Used rate / irate / increase to see how much things have increased. In this case, we had an overall increase in our count by 15.
What did you expect to see?
I expected to see spikes adding up to 15.
What did you see instead?
Spikes adding up to 11.
Environment
Server: Prometheus 2.0.0, Revision 0a74f98
Client: Prometheus Golang Client library (official)
(all our metrics are initialized and published at their zero-state, as per how the golang client library works)
Summary
I built a bunch of graphs and dashboards, but they just didn't seem to being showing accurate data. After investigating and comparing with our logs, I confirmed that all of my graphs and dashboards show data that doesn't match what is actually happening in my system.
The problem appears to be that when using rate / irate / increase to see the rate that metrics increase, all data/metrics that happen before the 1st scrape are completely ignored/dropped by prometheus.
We have a Kubernetes cluster with an auto-scaling cluster.
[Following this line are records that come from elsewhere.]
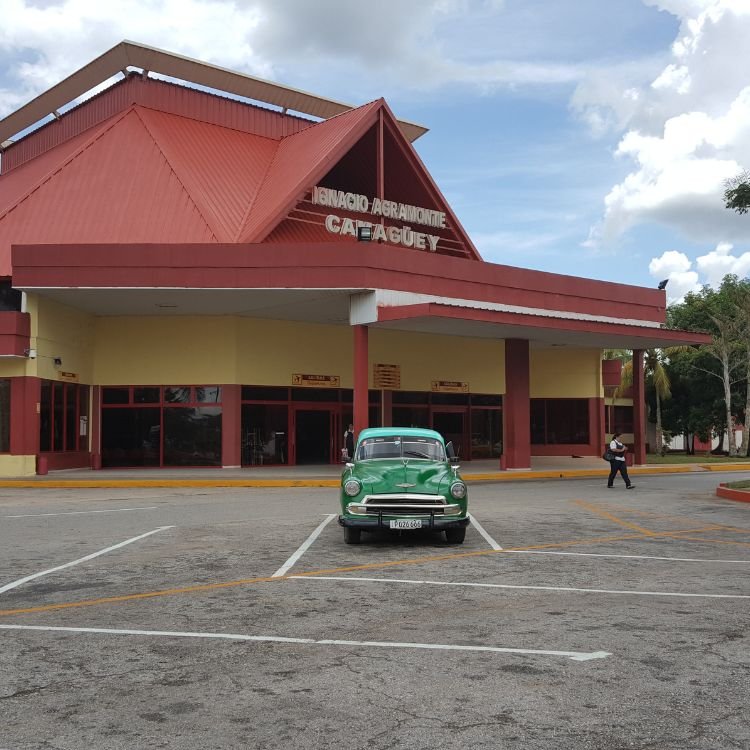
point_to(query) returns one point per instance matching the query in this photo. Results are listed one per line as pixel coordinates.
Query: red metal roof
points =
(145, 175)
(117, 187)
(301, 160)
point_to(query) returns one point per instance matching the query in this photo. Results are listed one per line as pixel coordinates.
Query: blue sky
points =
(585, 137)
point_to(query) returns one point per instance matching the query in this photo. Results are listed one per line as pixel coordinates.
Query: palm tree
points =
(656, 374)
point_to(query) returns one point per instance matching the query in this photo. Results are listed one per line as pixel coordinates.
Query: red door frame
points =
(466, 412)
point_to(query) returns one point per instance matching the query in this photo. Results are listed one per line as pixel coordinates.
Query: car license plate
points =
(407, 523)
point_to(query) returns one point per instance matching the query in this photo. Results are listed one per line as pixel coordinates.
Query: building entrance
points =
(313, 436)
(451, 425)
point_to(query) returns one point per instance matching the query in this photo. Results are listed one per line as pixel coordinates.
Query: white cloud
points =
(407, 44)
(687, 130)
(57, 38)
(685, 276)
(714, 266)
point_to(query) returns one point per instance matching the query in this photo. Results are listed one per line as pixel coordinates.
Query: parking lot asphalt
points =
(572, 617)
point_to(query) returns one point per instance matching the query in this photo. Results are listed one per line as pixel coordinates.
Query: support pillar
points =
(639, 406)
(25, 395)
(361, 379)
(516, 407)
(95, 423)
(386, 418)
(231, 418)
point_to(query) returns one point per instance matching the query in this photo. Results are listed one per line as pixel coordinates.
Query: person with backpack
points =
(617, 462)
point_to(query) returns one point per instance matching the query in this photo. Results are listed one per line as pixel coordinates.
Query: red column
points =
(597, 427)
(25, 394)
(387, 416)
(231, 417)
(516, 407)
(639, 405)
(361, 380)
(96, 427)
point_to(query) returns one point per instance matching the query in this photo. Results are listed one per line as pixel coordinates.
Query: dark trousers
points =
(622, 468)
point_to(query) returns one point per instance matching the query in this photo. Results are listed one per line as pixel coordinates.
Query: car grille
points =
(405, 504)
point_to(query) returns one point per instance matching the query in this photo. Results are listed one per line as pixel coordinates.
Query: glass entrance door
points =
(451, 425)
(313, 436)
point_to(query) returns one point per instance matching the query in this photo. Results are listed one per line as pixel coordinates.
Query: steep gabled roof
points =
(131, 54)
(300, 161)
(117, 186)
(305, 158)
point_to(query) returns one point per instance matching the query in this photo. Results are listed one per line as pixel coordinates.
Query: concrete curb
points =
(506, 476)
(729, 493)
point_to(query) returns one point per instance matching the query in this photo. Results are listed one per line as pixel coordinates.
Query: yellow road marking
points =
(711, 541)
(347, 569)
(269, 579)
(611, 517)
(663, 516)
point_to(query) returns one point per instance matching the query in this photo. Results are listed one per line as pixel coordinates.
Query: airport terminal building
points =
(197, 278)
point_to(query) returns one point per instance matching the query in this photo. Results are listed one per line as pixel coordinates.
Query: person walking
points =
(617, 462)
(349, 442)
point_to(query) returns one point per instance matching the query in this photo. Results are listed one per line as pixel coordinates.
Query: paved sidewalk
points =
(328, 476)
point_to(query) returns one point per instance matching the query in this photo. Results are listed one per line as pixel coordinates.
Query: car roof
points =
(373, 432)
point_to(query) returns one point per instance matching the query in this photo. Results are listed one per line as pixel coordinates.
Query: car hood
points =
(417, 476)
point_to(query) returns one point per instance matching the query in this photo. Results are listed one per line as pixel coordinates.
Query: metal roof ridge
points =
(132, 54)
(310, 169)
(172, 169)
(71, 157)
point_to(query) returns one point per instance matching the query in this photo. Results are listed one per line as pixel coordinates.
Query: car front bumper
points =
(382, 521)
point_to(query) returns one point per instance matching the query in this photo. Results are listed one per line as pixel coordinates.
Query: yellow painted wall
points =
(192, 350)
(17, 466)
(270, 351)
(165, 350)
(560, 372)
(426, 357)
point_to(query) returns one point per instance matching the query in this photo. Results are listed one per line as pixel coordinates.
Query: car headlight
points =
(352, 487)
(458, 490)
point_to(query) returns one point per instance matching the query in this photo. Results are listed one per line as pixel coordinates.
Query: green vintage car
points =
(403, 478)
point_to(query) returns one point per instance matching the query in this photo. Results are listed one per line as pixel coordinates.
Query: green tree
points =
(656, 377)
(737, 192)
(719, 312)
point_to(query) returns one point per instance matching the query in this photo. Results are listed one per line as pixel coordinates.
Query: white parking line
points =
(532, 588)
(574, 655)
(80, 512)
(626, 557)
(478, 526)
(301, 551)
(14, 584)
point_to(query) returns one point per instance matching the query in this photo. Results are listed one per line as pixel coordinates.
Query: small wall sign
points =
(316, 381)
(386, 376)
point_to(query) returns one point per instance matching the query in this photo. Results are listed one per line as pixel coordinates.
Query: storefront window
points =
(620, 419)
(192, 436)
(411, 416)
(4, 415)
(131, 437)
(264, 434)
(559, 421)
(486, 433)
(178, 428)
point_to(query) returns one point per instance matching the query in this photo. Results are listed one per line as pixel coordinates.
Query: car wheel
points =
(352, 536)
(455, 536)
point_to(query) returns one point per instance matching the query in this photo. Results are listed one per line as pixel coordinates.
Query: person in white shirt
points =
(617, 462)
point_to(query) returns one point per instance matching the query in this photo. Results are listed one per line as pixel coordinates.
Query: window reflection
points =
(264, 434)
(192, 436)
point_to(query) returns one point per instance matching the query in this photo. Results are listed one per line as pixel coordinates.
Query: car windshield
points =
(398, 446)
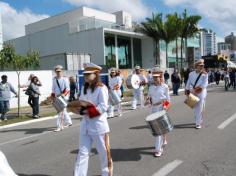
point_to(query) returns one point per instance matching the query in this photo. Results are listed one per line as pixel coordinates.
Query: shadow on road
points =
(30, 130)
(139, 127)
(133, 154)
(188, 125)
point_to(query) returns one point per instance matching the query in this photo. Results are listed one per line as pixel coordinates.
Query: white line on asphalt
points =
(168, 168)
(32, 136)
(227, 122)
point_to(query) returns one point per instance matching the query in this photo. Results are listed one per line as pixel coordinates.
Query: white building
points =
(1, 38)
(107, 37)
(208, 42)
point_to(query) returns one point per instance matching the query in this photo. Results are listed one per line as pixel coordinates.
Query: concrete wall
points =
(58, 40)
(44, 76)
(148, 59)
New pods are constantly being created, and old ones are constantly being killed off, or sometimes getting restarted.
Our scrape interval for everything in our cluster is 60 seconds.
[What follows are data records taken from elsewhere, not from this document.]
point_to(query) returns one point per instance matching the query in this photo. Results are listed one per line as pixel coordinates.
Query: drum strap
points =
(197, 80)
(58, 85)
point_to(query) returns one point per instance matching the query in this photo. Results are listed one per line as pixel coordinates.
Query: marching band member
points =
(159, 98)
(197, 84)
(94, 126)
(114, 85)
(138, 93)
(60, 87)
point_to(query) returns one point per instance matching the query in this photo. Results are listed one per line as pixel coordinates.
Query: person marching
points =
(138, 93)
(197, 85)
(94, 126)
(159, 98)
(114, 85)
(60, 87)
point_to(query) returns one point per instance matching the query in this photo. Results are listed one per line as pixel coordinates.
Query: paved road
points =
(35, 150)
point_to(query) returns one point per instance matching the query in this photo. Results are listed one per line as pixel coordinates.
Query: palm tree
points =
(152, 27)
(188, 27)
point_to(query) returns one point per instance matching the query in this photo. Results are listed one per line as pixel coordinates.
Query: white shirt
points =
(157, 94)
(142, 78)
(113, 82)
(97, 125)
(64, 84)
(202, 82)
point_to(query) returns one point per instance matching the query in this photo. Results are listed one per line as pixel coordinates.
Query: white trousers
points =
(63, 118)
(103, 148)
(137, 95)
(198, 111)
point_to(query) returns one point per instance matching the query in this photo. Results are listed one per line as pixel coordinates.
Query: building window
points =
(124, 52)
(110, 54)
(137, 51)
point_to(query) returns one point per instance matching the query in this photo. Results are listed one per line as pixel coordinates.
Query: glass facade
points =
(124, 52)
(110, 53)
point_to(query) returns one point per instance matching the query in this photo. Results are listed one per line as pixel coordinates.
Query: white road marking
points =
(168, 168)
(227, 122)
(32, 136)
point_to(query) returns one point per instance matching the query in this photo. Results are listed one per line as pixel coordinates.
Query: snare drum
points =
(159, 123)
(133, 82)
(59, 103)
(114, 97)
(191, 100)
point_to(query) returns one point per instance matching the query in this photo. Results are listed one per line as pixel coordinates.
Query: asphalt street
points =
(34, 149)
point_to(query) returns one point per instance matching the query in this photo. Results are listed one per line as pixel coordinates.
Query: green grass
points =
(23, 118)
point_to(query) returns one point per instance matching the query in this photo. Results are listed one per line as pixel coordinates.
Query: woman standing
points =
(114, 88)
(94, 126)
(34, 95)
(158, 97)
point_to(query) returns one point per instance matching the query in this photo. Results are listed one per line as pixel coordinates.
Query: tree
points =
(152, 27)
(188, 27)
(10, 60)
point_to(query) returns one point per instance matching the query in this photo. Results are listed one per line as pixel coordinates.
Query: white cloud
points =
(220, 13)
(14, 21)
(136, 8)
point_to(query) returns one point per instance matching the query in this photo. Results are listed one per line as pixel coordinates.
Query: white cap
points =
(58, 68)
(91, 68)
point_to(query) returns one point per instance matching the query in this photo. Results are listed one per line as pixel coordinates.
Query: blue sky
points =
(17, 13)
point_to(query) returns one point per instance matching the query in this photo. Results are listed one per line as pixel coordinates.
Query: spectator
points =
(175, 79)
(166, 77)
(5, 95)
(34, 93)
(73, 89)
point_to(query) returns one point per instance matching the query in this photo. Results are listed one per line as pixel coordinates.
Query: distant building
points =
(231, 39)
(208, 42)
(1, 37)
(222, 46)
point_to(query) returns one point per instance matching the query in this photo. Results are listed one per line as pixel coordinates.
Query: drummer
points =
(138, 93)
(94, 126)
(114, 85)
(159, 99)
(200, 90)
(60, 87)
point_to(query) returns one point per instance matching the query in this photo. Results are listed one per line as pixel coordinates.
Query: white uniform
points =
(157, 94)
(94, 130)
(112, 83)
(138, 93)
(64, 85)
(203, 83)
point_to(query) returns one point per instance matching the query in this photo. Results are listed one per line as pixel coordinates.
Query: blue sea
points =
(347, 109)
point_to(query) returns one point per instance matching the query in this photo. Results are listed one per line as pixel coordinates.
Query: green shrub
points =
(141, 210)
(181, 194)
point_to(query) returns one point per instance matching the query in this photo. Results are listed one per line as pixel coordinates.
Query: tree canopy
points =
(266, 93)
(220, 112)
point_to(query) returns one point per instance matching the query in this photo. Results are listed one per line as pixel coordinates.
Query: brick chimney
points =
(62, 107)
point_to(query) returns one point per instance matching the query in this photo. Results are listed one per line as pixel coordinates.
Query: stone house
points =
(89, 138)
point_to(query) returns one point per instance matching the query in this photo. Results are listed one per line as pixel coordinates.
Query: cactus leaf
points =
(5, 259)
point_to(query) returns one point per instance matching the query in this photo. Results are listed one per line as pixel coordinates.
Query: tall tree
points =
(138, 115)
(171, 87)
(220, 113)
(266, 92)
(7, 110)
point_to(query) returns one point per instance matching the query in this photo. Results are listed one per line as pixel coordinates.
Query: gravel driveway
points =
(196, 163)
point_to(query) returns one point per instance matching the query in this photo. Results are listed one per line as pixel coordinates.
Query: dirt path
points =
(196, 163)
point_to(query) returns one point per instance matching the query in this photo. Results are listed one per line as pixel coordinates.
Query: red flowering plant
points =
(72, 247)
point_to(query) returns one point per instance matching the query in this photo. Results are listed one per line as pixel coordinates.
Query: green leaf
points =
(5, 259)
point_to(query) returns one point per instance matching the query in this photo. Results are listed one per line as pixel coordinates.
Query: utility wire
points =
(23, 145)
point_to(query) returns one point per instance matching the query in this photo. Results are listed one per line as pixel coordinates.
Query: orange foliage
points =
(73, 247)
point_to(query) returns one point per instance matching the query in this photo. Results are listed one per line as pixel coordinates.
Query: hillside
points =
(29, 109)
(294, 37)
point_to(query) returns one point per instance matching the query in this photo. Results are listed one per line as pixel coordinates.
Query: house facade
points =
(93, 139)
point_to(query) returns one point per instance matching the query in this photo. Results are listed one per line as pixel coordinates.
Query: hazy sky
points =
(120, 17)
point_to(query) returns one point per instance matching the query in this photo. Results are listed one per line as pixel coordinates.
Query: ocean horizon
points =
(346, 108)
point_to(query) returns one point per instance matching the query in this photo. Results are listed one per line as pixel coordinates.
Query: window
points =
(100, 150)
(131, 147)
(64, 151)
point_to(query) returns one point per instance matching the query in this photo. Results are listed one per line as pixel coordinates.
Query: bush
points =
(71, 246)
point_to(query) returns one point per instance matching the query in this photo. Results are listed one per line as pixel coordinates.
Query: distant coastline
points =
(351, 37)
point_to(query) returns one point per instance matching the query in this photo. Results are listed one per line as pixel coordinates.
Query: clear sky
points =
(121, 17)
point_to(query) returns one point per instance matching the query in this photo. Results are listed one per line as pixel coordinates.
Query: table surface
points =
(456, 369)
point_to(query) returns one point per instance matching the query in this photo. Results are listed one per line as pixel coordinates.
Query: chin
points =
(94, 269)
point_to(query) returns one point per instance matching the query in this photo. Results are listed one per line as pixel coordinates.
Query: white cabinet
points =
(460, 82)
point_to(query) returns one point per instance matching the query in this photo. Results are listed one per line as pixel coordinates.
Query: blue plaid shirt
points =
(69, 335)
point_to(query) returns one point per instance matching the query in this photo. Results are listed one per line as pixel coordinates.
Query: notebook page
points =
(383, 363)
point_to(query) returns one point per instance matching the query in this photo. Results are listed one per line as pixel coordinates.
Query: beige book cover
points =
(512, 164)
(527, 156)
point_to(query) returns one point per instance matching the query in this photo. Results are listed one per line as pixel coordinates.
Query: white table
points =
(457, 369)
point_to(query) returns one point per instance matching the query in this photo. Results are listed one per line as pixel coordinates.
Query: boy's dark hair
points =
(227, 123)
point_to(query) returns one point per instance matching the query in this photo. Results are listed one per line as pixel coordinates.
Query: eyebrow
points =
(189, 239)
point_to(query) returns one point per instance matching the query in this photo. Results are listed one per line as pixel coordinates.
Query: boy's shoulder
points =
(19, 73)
Because we auto-scale up and down quite quickly, and because we scale up when we are the busiest, I estimate we lose about 20-40% of our data (not data points, but the actual values; so for example I would be expecting spikes adding up to 5000 over a 12 hour period, yet prometheus shows spikes adding up to 3000, because the largest spikes are all missing).
For example, here we show a bunch of 4 new pods starting up, and processing 15 emails:

But the spikes add up to only 11, because we are missing the first 4 data points:

When you don't stack the first graph, you can the problem is because the 4 pods all managed to process 1 email before the first scrape, so the metric came in at 1 for each of them, instead of starting at zero:

I don't think it is reasonable to ask our processes/pods to startup and then sleep for 60 seconds to ensure that a scrape takes place before any work gets done.
I do not know what the best solution is, but I hope this issue will get addressed, since it makes the rate/irate/increase functions misleading at best, and outright wrong at worst.
One potential idea would be to have the client libraries publish a timestamp of when the prometheus library was initialized or when each metric got registered. Those timestamps would never change for the life of the process/container, so they would only need to be read in and parsed by the prometheus server during the first successful scrape. The server could then see that the metric actually started at zero, at that timestamp.